Jamaah Jumat Rahimakumullah

Taqwa juga berarti hati-hati, seperti percakapan indah dua sahabat Umar bin Khattab RA dan Ubay bin Ka’ab ini. Umar bertanya kepada Ubay, “Wahai Ubay, apa makna takwa?” Ubay yang ditanya justru balik bertanya. “Wahai Umar, pernahkah engkau berjalan melewati jalan yang penuh duri?”

Umar menjawab, “Tentu saja pernah.” “Apa yang engkau lakukan saat itu, wahai Umar?” lanjut Ubay bertanya. “Tentu saja aku akan berjalan hati-hati,” jawab Umar. Ubay lantas berkata, “Itulah hakikat takwa.”

Percakapan ini mengajarkan kepada kita, menjadi orang bertakwa hakikatnya menjadi orang yang senantiasa berhati-hati. Ia tidak ingin kakinya menginjak duri-duri larangan Allah SWT. Ia rela mengerem lajunya, memangkas egonya, menajamkan pandangan, menelisik sekitar, dan mencari celah jalan selamat. Semua fungsi tubuh ia maksimalkan agar ia tak celaka. Agar sebiji duri pun tak melukai kemudian mengucurkan darah dari kakinya. Takwa hakikatnya hati-hati, demikian shaum Ramadhan telah mengajarkan kita untuk dapat imsyak, menahan diri dari berbagai larangan Allah.

Jamaah Jumat Rahimakumullah

Pelajaran taqwa lainnya dapat kita ambil dari kisah Nabi Adam dan Hawa di surga sebelum Allah turunkan mereka berdua ke muka bumi.

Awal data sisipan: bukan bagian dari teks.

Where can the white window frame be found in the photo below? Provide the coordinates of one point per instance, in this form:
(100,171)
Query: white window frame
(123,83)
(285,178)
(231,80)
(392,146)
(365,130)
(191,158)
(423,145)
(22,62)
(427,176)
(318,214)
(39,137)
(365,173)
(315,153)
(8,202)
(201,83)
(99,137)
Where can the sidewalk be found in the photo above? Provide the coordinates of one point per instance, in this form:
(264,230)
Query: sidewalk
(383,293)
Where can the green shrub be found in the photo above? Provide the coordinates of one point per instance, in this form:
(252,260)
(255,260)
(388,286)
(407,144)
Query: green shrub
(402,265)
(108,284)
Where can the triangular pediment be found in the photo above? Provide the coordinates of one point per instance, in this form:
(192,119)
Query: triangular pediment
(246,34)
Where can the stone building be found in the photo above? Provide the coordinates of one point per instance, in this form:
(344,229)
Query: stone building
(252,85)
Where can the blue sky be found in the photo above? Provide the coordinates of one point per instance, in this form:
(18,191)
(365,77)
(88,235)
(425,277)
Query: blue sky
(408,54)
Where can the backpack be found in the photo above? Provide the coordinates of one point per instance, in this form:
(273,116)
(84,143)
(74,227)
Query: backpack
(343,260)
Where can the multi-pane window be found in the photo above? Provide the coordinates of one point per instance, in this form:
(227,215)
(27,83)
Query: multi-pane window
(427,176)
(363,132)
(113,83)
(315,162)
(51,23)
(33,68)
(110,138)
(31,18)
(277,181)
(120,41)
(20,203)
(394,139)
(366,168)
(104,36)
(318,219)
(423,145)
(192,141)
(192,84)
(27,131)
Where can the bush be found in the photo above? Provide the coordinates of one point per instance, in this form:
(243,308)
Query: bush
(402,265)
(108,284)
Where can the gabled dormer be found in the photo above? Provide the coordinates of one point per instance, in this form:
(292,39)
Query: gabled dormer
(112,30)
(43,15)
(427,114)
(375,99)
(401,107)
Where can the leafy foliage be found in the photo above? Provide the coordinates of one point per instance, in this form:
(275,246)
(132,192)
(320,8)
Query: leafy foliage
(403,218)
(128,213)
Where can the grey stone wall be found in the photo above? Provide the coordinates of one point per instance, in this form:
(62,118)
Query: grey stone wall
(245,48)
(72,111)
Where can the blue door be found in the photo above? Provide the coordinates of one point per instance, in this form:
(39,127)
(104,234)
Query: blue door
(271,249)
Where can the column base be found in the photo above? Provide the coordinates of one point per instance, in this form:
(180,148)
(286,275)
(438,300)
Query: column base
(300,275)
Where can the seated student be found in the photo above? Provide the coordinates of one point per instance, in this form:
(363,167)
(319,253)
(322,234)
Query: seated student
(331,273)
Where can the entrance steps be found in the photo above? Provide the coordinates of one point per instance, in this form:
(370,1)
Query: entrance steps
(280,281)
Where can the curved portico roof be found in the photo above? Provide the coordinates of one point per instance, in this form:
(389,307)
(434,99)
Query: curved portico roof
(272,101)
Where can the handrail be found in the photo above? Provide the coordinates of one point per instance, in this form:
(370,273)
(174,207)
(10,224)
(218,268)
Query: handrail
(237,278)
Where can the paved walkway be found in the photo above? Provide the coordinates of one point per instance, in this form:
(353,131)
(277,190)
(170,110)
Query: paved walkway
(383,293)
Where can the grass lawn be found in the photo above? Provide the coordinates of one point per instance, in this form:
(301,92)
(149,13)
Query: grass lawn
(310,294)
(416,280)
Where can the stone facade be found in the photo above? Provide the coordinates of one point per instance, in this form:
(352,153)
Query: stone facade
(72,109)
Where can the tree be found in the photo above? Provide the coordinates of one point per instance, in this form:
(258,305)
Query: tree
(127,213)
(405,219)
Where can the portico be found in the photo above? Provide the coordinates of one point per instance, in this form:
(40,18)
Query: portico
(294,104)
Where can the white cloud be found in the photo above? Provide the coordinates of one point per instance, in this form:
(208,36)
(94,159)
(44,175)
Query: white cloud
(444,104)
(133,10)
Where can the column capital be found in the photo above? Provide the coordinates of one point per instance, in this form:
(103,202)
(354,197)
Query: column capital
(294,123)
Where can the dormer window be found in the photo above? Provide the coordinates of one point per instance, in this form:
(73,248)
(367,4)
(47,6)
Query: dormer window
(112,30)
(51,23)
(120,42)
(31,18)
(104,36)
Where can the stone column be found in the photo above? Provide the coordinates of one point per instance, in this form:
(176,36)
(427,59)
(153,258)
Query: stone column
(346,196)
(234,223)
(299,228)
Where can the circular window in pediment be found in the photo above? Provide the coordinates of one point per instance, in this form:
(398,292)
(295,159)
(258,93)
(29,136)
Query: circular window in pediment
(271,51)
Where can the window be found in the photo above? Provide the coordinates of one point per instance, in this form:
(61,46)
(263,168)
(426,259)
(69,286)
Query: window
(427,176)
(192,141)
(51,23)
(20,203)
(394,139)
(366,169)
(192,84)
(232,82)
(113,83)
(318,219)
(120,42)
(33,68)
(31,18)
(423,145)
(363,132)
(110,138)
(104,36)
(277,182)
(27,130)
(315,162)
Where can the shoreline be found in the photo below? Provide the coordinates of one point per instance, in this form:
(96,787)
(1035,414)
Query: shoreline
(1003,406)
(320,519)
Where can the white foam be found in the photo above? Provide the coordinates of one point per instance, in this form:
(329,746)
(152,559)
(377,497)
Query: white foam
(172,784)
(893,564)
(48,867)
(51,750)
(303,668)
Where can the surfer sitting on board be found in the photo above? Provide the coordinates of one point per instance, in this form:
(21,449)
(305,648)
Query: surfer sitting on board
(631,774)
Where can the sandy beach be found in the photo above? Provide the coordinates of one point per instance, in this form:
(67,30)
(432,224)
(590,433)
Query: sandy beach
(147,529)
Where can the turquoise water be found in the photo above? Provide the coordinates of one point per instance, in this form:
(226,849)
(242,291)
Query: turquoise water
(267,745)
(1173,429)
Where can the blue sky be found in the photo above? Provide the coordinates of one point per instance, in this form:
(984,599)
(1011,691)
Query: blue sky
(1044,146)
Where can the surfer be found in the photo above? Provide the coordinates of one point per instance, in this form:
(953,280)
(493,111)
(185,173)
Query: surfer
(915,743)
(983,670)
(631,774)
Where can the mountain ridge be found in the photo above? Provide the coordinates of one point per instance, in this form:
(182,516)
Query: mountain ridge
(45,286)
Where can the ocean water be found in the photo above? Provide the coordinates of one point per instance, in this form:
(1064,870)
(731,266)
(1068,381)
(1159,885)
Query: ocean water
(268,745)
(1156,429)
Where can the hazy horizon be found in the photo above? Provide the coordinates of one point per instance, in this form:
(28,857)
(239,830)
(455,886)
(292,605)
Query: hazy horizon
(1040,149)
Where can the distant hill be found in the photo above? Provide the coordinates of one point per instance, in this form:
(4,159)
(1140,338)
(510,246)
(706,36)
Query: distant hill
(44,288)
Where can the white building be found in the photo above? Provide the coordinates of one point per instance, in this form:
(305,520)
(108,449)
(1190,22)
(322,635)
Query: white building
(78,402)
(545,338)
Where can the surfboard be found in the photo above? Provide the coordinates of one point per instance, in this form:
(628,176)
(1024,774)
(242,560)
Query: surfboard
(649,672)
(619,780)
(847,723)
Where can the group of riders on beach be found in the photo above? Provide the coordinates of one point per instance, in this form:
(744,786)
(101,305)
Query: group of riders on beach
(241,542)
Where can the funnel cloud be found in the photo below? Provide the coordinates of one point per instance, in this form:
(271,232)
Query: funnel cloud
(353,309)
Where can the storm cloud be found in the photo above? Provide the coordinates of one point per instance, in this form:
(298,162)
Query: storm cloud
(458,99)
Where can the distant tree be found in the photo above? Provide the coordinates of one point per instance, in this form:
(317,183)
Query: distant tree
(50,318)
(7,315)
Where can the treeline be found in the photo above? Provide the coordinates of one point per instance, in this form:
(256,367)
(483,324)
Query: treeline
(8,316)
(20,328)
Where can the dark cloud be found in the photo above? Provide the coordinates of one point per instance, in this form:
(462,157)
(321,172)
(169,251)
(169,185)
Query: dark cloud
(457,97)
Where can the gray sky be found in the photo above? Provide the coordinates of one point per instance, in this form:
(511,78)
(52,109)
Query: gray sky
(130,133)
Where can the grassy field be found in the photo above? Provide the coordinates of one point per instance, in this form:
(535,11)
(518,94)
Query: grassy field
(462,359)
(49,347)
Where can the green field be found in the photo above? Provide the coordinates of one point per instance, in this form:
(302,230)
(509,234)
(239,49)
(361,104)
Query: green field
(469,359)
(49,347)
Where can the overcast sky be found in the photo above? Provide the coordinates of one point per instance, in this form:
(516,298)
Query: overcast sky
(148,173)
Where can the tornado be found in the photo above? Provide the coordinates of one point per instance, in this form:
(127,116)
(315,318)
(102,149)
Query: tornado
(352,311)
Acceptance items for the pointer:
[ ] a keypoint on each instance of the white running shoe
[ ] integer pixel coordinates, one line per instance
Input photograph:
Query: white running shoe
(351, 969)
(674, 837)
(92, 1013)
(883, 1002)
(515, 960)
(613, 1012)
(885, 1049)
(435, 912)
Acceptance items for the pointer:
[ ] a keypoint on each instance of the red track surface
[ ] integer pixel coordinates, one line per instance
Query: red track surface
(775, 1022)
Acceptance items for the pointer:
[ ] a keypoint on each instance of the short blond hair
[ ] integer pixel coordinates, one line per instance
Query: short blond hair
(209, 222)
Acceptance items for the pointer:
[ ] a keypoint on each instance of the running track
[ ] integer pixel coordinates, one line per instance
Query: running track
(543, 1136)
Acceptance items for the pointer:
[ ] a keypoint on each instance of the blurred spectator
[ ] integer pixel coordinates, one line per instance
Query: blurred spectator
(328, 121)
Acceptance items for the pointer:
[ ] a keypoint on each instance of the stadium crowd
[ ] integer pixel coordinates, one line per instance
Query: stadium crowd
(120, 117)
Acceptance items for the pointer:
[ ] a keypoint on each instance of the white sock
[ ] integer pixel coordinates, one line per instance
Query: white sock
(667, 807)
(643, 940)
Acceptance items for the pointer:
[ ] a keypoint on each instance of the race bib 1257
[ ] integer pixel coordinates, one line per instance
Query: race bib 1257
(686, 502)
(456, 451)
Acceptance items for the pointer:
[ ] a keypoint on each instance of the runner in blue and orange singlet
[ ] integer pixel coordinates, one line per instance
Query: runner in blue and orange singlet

Allah SWT berfirman,

وَقُلْنَا يَا آدَمُ اسْكُنْ أَنْتَ وَزَوْجُكَ الْجَنَّةَ وَكُلَا مِنْهَا رَغَدًا حَيْثُ شِئْتُمَا وَلَا تَقْرَبَا هَٰذِهِ الشَّجَرَةَ فَتَكُونَا مِنَ الظَّالِمِينَ

“Dan Kami berfirman: “Hai Adam, tinggallah oleh kamu dan isterimu surga ini, dan makanlah makanan-makanannya yang banyak lagi baik di mana saja yang kamu sukai, dan janganlah kamu dekati pohon ini, yang menyebabkan kamu termasuk orang-orang yang zalim.” (QS. Al-Baqarah: 35)

Pada ayat ini Allah swt menggunakan kata hadzihi (هَذِه). Kata hadzihii digunakan untuk menunjukkan kata benda yang termasuk muannast yang dekat dengan pembicara. Artinya Allah begitu dekat dengan Adam kala itu (sebelum beliau memakan buah terlarang).

Dalam surat Al-A’raf, Allah berfirman;

وَيَا آدَمُ اسْكُنْ أَنْتَ وَزَوْجُكَ الْجَنَّةَ فَكُلا مِنْ حَيْثُ شِئْتُمَا وَلا تَقْرَبَا هَذِهِ الشَّجَرَةَ فَتَكُونَا مِنَ الظَّالِمِينَ (19) فَوَسْوَسَ لَهُمَا الشَّيْطَانُ لِيُبْدِيَ لَهُمَا مَا وُورِيَ عَنْهُمَا مِنْ سَوْآتِهِمَا وَقَالَ مَا نَهَاكُمَا رَبُّكُمَا عَنْ هَذِهِ الشَّجَرَةِ إِلا أَنْ تَكُونَا مَلَكَيْنِ أَوْ تَكُونَا مِنَ الْخَالِدِينَ (20)

“(Dan Allah berfirman’), “Hai Adam, bertempat tinggallah kamu dan istrimu di surga serta makanlah olehmu berdua (buah-buahan) di mana saja yang kamu sukai, dan janganlah kamu berdua mendekati pohon ini, lalu menjadilah kamu berdua termasuk orang-orang yang zalim.” Maka setan membisikkan pikiran jahat kepada keduanya untuk menampakkan kepada keduanya apa yang tertutup dari mereka, yaitu auratnya, dan setan berkata, “Tuhan kamu tidak melarangmu dari mendekati pohon ini, melainkan supaya kamu berdua tidak menjadi malaikat atau tidak menjadi orang-orang yang kekal (dalam surga).” (QS. Al-A’raf : 19-20)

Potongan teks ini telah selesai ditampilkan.